Are your child’s toys more violent than the ones you remember?
A new study from researchers in New Zealand suggests that LEGO toys have become more violent over the years.
The study, published online in the journal PLOS ONE, looked at all LEGO block sets sold since 1949, and found “significant exponential increases of violence over time.”
The inclusion of weapons started slow, they said. The first weapons included were a sword, axe and lance in a castle set in 1979.
But it spiked dramatically when the company began producing blasters to include with their Star Wars sets, introduced at around 2007.
Now 30 per cent of all sets included a weapon.
The increase in violent pieces in LEGO follows an increase of violent movies, the study says.
“Creators and producers of games and movies strive to push the limits of what violent media is allowed to be released to prevent their audience from getting bored of similar content,” it reads.
“To catch the attention of their customers, toy manufacturers are similarly locked in a metaphorical arms race for exciting new products.”
While exposure to violent video games and media has been linked to an increase of aggressive behaviour and a decrease of empathy in children, the same has not been proven for an exposure to violent toys.

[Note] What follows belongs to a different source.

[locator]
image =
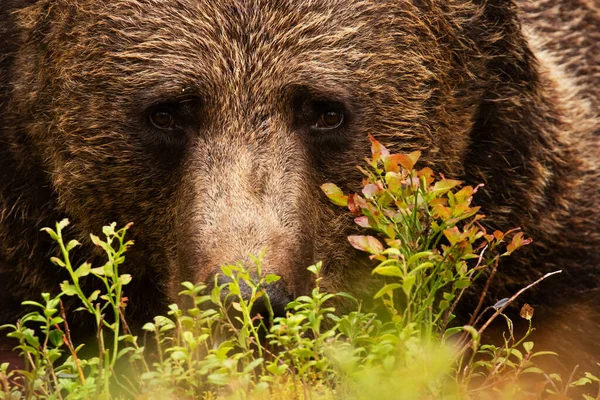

“In my experience as a psychiatrist, and as a parent, it really comes down to the context in which that weapon is being utilized and the guidance provided,” Dr. Shimi Kang, child psychiatrist and author of The Dolphin Parent, says.
“The parental guidance and the parental expectations are a key factor in terms of children and how they would translate weapons in their games to real life.”
But there’s another side of the issue she’s worried about. She says branded LEGO sets that include weapons, like Star Wars and Lord of the Rings, are taking some of the imagination out of playtime.
“Instead of having a nameless, faceless character that can do whatever the child imagines it can do, it’s now Luke Skywalker or Darth Vader…
“Darth Vader is always going to be evil and mean. So that takes the imagination away, and it also encourages the violence… because the character is so set.”